Clash Piano

Clash week day four. Two songs from round the old Joanna. When the Clash On Broadway box came out in 1991 one of the unreleased songs was a cover of Every Little Bit Hurts, Mick at the piano and giving it loads with a reverb drenched, soulful vocal. According to the booklet it was recorded during the Sandinista! sessions after Chrissie Hynde had dropped in. Mick and Chrissie used to sing it together and Mick gave it a go in the studio a few days later, with Norman Watt Roy on bass (which dates it to when Simonon was away filming Ladies And Gentlemen The Fabulous Stains) and Topper splashing away on cymbals and percussion.

Every Little Bit Hurts

Originally sung by Brenda Holloway in 1964 it was covered by The Spencer Davis Group which is where Mick knew it from. A couple of years earlier The Clash had been the subjects of a film, Rude Boy, a semi-fictionalised account of the life a roadie called Ray Gange. The film is a brave but flawed stab at documenting life in 1978-9 in Britain. But it does also feature some of the most incendiary Clash live footage committed to tape/celluloid which still makes the hairs on the back of neck stand up and the blood pump a little faster. In this section Joe finds a piano and starts hammering away while Gange stands around drinking beer. After a minute and a half and some muttering/swearing from Gange about Sam Philips and Elvis Joe breaks into Let The Good Times Roll, a Shirley and Lee song from 1956.

Give ’em a piano and a couple of minutes and both Joe and Mick would reel out the pre-punk songs. What Year Zero?


Shake Your Hips

In the end I dashed out to see Wilko Johnson last night. It was pretty good- stripped down rhythm and blues, telecaster action, Norman Watt-Roy on bass (proving he can really play), some great songs. A little too much ‘MojoUncut rock bloke’ going on at times with some fiddly-diddly bits but I’m glad I went. And he did that shooting across the stage while machine gunning the audience with his guitar thing.

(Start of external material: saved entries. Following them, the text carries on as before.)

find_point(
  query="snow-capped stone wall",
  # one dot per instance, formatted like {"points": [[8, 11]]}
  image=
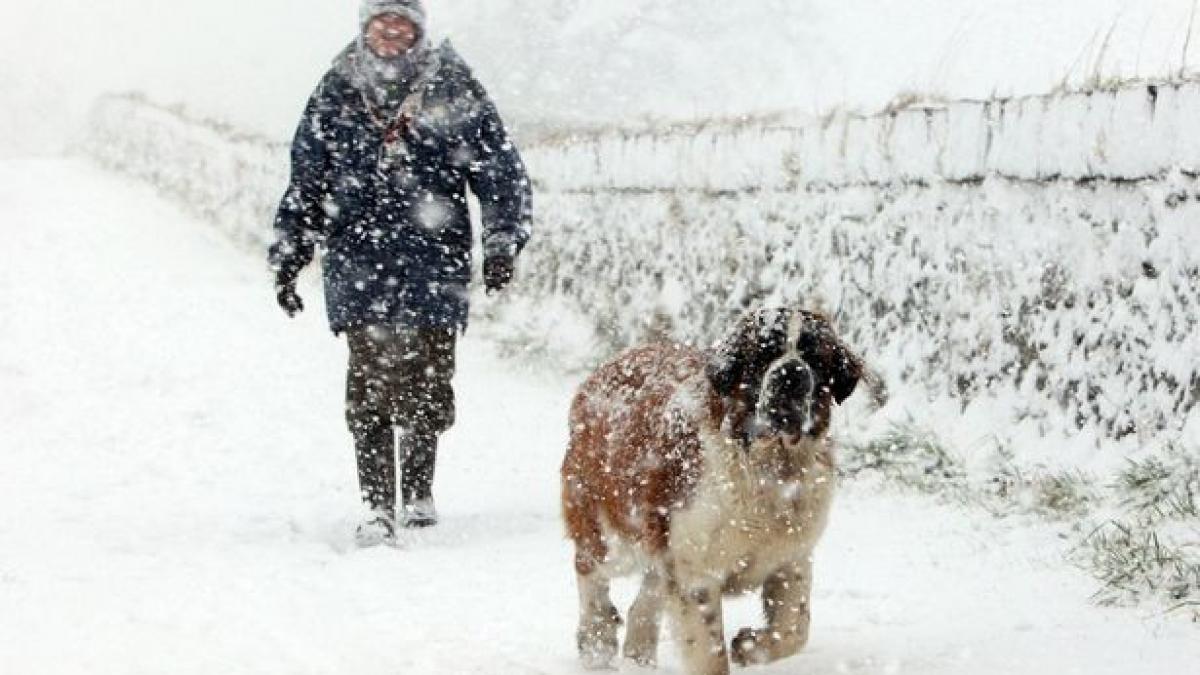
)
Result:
{"points": [[1042, 251]]}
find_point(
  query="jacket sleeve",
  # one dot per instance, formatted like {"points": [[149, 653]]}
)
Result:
{"points": [[300, 220], [499, 180]]}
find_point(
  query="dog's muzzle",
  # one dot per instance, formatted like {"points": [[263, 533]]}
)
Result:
{"points": [[785, 401]]}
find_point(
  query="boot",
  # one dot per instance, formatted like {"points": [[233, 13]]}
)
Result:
{"points": [[417, 483], [376, 451]]}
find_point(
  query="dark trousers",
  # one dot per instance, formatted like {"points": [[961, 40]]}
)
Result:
{"points": [[399, 377]]}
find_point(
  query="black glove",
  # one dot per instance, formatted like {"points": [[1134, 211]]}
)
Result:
{"points": [[286, 294], [497, 273]]}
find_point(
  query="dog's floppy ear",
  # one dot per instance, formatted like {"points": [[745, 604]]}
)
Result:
{"points": [[736, 359], [838, 368]]}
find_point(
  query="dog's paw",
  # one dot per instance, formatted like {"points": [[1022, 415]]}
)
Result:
{"points": [[748, 647]]}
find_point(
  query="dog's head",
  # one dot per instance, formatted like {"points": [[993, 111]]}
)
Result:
{"points": [[783, 370]]}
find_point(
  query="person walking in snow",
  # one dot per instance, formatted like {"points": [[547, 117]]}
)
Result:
{"points": [[389, 143]]}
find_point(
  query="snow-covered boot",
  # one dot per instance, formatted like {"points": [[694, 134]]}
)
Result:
{"points": [[378, 529], [417, 482], [420, 513]]}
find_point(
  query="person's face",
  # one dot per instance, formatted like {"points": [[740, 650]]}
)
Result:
{"points": [[391, 35]]}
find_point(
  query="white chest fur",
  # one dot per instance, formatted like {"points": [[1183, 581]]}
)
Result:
{"points": [[753, 512]]}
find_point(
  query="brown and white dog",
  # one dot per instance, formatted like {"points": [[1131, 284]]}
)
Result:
{"points": [[709, 473]]}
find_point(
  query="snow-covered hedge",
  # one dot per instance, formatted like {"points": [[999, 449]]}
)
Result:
{"points": [[1041, 246], [231, 179], [1024, 274]]}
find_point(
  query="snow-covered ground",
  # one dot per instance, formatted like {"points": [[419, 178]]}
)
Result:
{"points": [[177, 495]]}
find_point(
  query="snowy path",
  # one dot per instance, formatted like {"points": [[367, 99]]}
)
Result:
{"points": [[177, 495]]}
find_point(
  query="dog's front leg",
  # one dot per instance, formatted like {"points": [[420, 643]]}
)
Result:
{"points": [[697, 611], [785, 601]]}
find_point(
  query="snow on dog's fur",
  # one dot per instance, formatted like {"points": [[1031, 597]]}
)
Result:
{"points": [[708, 473]]}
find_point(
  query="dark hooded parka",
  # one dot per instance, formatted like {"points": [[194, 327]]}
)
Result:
{"points": [[385, 195]]}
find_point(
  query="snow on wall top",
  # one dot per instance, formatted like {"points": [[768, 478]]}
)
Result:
{"points": [[1126, 133]]}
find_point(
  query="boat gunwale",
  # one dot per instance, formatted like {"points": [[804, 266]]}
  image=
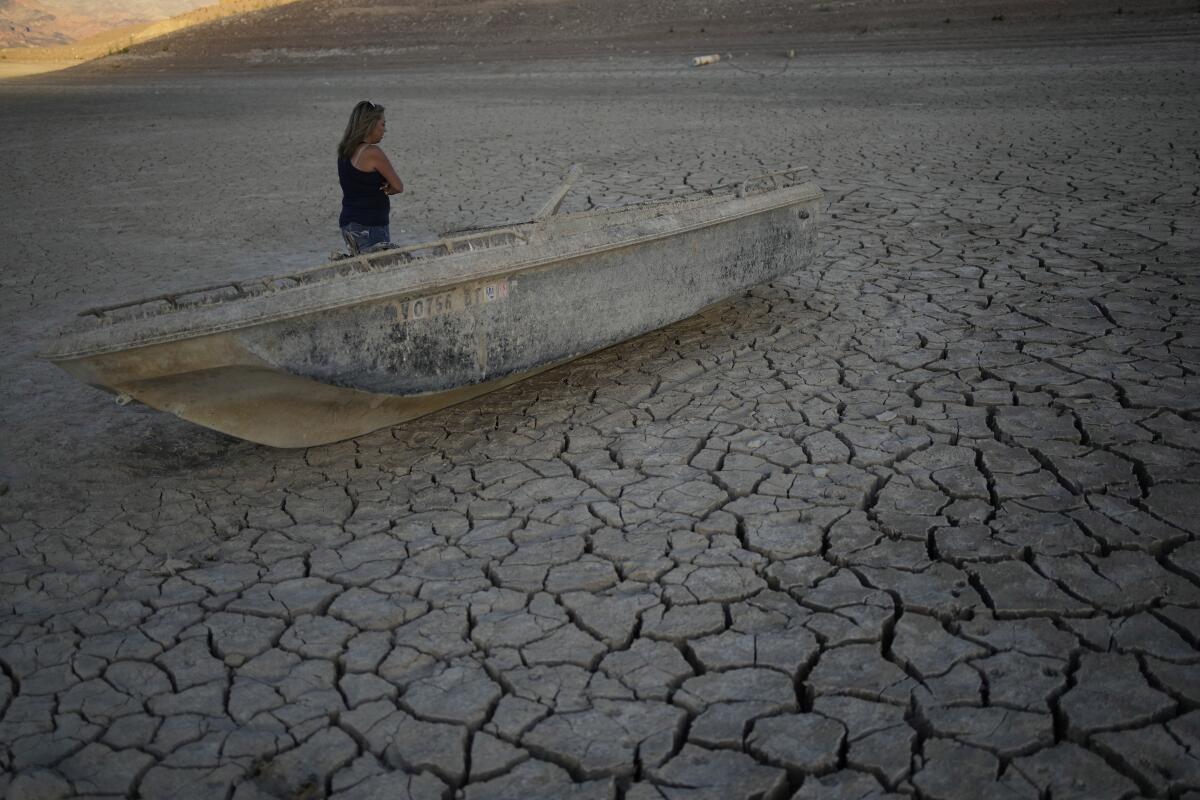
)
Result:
{"points": [[748, 205]]}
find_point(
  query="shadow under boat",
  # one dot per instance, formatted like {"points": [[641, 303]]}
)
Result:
{"points": [[343, 349]]}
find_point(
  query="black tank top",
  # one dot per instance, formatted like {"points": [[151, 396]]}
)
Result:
{"points": [[363, 199]]}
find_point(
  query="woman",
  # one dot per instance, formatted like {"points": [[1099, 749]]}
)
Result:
{"points": [[367, 179]]}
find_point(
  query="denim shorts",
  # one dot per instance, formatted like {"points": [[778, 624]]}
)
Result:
{"points": [[361, 238]]}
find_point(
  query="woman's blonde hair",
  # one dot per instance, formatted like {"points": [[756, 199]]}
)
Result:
{"points": [[363, 119]]}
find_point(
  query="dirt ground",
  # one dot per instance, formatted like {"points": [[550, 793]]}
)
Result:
{"points": [[917, 519]]}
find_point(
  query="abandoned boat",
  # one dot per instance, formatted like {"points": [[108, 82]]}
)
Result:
{"points": [[358, 344]]}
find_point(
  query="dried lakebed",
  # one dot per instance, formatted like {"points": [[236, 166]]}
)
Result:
{"points": [[919, 521]]}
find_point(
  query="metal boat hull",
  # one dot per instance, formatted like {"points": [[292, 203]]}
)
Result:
{"points": [[313, 371]]}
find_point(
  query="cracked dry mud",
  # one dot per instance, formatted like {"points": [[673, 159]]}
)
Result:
{"points": [[916, 521]]}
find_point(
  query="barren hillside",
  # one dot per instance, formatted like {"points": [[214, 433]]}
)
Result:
{"points": [[40, 23], [595, 25]]}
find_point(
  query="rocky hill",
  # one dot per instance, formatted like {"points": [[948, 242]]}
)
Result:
{"points": [[40, 23]]}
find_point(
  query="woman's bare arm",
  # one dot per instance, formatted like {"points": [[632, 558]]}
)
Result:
{"points": [[373, 157]]}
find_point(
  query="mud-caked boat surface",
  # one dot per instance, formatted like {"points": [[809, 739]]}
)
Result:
{"points": [[328, 354]]}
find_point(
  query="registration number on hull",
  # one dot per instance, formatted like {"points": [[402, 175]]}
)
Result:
{"points": [[457, 299]]}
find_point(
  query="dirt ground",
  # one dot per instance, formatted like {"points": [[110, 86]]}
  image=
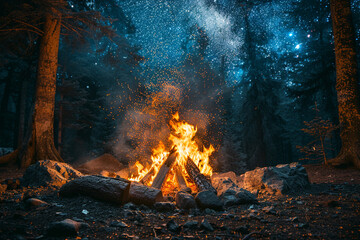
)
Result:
{"points": [[329, 209]]}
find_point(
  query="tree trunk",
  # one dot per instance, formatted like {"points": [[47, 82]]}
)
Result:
{"points": [[41, 144], [21, 113], [346, 83]]}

The blues has a long tail doesn’t it? Not sure it shows much in the charts at the moment but it slithers on from the Mississippi Delta to Canvey Island to the Medway via elsewhere. It might die out in the next twenty years in terms of record sales and public profile but it’s done pretty well. Some Slim Harpo for you and the slinky-as-anything Shake Your Hips.